You can see that in column address1, we have some entries that are just numbers, where they should be numbers and street names like the first three rows.
df = pd.DataFrame({'address1':['15 Main Street','10 High Street','5 Other Street',np.nan,'15','12'],
'address2':['New York','LA','London','Tokyo','Grove Street','Garden Street']})
print(df)
address1 address2
0 15 Main Street New York
1 10 High Street LA
2 5 Other Street London
3 NaN Tokyo
4 15 Grove Street
5 12 Garden Street
I'm trying to create a function that will check if address1 is a number, and if so, concat address1 and street name from address2, then delete address2.

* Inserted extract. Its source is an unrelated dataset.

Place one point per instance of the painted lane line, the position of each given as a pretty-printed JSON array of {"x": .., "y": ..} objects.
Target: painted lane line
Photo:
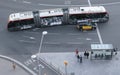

My expected output is this. We can see index 4 and 5 now have complete address1 entries:
address1 address2
0 15 Main Street New York
1 10 High Street LA
2 5 Other Street London
3 NaN Tokyo
4 15 Grove Street NaN <---
5 12 Garden Street NaN <---
What I have tried with the .apply() function:
def f(x):
try:
#if address1 is int
if isinstance(int(x['address1']), int):
# create new address using address1 + address 2
newaddress = str(x['address1']) +' '+ str(x['address2'])
# delete address2
x['address2'] = np.nan
# return newaddress to address1 column
return newadress
except:
pass
Applying the function:
df['address1'] = df.apply(f,axis=1)
However, the column address1 is now all None.
I've tried a few variations of this function but can't get it to work. Would appreciate advice.